Fast Dennis, Adams Lisa C, Busch Felix, Fallon Conor, Huppertz Marc, Siepmann Robert, Prucker Philipp, Bayerl Nadine, Truhn Daniel, Makowski Marcus, Löser Alexander, Bressem Keno K
DATEXIS, Berliner Hochschule für Technik (BHT), Berlin, Germany.
Department of Diagnostic and Interventional Radiology, Technical University of Munich, School of Medicine and Health, Klinikum rechts der Isar, TUM University Hospital, Munich, Germany.
NPJ Digit Med. 2024 Dec 12;7(1):358. doi: 10.1038/s41746-024-01356-6.
Autonomous Medical Evaluation for Guideline Adherence (AMEGA) is a comprehensive benchmark designed to evaluate large language models' adherence to medical guidelines across 20 diagnostic scenarios spanning 13 specialties. It includes an evaluation framework and methodology to assess models' capabilities in medical reasoning, differential diagnosis, treatment planning, and guideline adherence, using open-ended questions that mirror real-world clinical interactions. It includes 135 questions and 1337 weighted scoring elements designed to assess comprehensive medical knowledge. In tests of 17 LLMs, GPT-4 scored highest with 41.9/50, followed closely by Llama-3 70B and WizardLM-2-8x22B. For comparison, a recent medical graduate scored 25.8/50. The benchmark introduces novel content to avoid the issue of LLMs memorizing existing medical data. AMEGA's publicly available code supports further research in AI-assisted clinical decision-making, aiming to enhance patient care by aiding clinicians in diagnosis and treatment under time constraints.

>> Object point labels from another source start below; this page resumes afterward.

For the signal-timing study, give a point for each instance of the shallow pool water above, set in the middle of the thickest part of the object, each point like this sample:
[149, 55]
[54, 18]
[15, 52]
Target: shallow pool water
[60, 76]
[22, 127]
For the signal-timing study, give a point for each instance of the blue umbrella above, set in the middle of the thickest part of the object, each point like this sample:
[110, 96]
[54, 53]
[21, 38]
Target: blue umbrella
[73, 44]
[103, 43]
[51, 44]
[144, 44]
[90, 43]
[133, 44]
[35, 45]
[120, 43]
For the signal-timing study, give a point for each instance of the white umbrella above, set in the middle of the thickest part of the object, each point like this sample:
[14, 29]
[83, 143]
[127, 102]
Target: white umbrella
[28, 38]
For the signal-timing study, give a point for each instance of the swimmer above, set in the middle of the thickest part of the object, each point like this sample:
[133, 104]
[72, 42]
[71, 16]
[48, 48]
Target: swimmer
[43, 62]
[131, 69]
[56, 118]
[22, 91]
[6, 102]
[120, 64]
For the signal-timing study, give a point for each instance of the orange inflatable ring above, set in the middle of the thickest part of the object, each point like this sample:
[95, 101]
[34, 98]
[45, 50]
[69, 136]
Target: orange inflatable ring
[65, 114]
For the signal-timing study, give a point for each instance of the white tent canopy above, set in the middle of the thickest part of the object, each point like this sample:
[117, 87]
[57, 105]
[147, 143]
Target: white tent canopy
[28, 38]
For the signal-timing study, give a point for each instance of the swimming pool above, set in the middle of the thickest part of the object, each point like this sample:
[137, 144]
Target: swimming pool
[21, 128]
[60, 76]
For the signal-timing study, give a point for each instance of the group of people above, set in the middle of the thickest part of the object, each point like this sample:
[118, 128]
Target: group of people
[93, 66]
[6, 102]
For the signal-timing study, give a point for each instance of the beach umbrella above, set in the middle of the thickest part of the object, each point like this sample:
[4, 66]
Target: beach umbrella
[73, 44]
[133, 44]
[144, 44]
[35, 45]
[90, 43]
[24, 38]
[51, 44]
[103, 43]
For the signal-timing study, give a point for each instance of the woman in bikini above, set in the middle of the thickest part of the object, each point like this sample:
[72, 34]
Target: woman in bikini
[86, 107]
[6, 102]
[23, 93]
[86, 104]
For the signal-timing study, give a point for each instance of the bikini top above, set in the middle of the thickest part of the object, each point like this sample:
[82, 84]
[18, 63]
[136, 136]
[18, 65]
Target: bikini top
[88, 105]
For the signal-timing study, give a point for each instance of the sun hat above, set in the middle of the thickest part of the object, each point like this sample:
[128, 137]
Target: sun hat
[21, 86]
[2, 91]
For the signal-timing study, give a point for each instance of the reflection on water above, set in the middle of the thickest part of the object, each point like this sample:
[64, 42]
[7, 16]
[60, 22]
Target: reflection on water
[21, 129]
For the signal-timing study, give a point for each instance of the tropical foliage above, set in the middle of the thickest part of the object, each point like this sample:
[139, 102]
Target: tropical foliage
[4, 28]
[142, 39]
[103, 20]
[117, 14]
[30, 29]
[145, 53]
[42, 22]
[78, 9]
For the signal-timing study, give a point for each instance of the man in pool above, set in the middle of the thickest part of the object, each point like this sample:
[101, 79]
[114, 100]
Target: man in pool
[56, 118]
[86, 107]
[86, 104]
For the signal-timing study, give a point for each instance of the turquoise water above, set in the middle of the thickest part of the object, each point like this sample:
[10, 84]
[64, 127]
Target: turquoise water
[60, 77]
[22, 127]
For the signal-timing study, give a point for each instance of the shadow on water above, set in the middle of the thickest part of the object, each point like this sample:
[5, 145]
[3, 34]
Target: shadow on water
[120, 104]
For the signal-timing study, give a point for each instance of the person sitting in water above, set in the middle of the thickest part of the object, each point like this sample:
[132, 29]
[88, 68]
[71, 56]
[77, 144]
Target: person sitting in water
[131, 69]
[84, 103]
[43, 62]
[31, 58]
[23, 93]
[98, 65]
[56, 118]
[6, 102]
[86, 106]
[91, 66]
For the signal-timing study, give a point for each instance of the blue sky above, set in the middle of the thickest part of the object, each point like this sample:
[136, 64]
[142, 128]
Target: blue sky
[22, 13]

用于评估指南遵循情况的自主医学评估(AMEGA)是一个全面的基准,旨在评估大语言模型在涵盖13个专业的20种诊断场景中对医学指南的遵循情况。它包括一个评估框架和方法,通过使用反映现实世界临床互动的开放式问题,来评估模型在医学推理、鉴别诊断、治疗规划和指南遵循方面的能力。它包括135个问题和1337个加权评分要素,旨在评估全面的医学知识。在对17个大语言模型的测试中,GPT-4以41.9/50的成绩得分最高,紧随其后的是Llama-3 70B和WizardLM-2-8x22B。相比之下,最近的医学毕业生得分是25.8/50。该基准引入了新颖的内容,以避免大语言模型记忆现有医学数据的问题。AMEGA的公开代码支持在人工智能辅助临床决策方面的进一步研究,旨在通过在时间限制下协助临床医生进行诊断和治疗来提高患者护理水平。